32-Bit Vector Chunk (8-Element) API#

group chunk32_api


int32_t chunk_s32_dot(const int32_t b[VPU_INT32_EPV], const q2_30 c[VPU_INT32_EPV])#

Compute the inner product between two vector chunks.

This function computes the inner product of two vector chunks, \(\bar b\) and \(\bar c\).

Conceptually, elements of \(\bar b\) may have any number of fractional bits (int, fixed-point, mantissas of a BFP vector) so long as they’re all the same. Elements of \(\bar c\) are Q2.30 fixed-point values. Given that, the returned value \(a\) will have the same number of fractional bits as \(\bar b\).
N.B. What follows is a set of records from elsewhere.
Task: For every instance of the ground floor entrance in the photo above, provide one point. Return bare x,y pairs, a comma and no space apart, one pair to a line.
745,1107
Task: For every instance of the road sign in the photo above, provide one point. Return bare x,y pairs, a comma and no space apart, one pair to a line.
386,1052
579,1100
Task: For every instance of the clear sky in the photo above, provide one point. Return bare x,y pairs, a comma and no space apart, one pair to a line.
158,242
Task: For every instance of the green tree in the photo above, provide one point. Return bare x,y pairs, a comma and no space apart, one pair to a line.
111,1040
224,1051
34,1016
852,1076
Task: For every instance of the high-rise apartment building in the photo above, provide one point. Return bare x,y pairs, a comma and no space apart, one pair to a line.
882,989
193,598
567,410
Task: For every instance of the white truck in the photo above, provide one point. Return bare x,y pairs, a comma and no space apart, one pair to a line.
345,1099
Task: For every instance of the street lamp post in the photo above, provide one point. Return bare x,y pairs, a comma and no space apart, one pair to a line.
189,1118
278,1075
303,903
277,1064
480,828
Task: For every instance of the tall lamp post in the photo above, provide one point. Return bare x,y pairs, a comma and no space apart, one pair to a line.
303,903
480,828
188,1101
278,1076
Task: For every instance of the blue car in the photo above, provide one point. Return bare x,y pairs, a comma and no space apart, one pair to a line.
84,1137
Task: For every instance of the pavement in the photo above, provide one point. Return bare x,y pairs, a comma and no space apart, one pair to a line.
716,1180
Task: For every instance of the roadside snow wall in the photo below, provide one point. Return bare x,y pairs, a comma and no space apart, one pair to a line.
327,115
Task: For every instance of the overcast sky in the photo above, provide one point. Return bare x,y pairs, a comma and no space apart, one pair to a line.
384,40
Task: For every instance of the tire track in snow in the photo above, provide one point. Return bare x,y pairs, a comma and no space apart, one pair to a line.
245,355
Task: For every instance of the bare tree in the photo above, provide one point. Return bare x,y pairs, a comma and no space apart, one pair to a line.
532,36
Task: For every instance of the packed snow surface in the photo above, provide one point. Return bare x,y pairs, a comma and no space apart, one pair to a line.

Only the lowest 32 bits of the sum \(a\) are returned.

Operation Performed

\[\begin{aligned} & a \leftarrow \sum_{k=0}^{\mathtt{VPU\_INT32\_EPV}-1} \left( round\left( \frac{b_k\cdot{}c_k}{2^{30}} \right) \right) \end{aligned}\]

  • b[in] Input chunk \(\bar b\)

  • c[in] Input chunk \(\bar c\)



void chunk_s32_log(q8_24 a[VPU_INT32_EPV], const int32_t b[VPU_INT32_EPV], const exponent_t b_exp)#

Compute the natural log of a vector chunk of 32-bit values.

This function computes the natural logarithm of each of the 8 elements in vector chunk \(\bar b\). The result is returned as an 8-element chunk \(\bar a\) of Q8.24 values.

b_exp is the exponent associated with elements of \(\bar b\).

Any input \(b_k \le 0\) will result in a corresponding output \(a_k = \mathtt{INT32_MIN}\).

Operation Performed

\[\begin{split}\begin{aligned} & a_k \leftarrow \ \begin{cases} log(b_k\cdot{}2^{\mathtt{b\_exp}}) & b_k > 0 \\ \mathtt{INT32\_MIN} & \text{otherwise} \\ \end{cases} \\ & \qquad\text{for }k \in {0..\mathtt{VPU\_INT32\_EPV}-1} \end{aligned}\end{split}\]

  • a[out] Output vector chunk \(\bar a\)

  • b[in] Input vector chunk \(\bar b\)

  • b_exp[in] Exponent associated with \(\bar b\)


Raised if b or a is not double word-aligned (See Note: Vector Alignment)

void chunk_float_s32_log(q8_24 a[VPU_INT32_EPV], const float_s32_t b[VPU_INT32_EPV])#

Compute the natural log of a vector chunk of float_s32_t.

This function computes the natural logarithm of each of the VPU_INT32_EPV elements in vector chunk \(\bar b\). The result is returned as an 8-element chunk \(\bar a\) of Q8.24 values.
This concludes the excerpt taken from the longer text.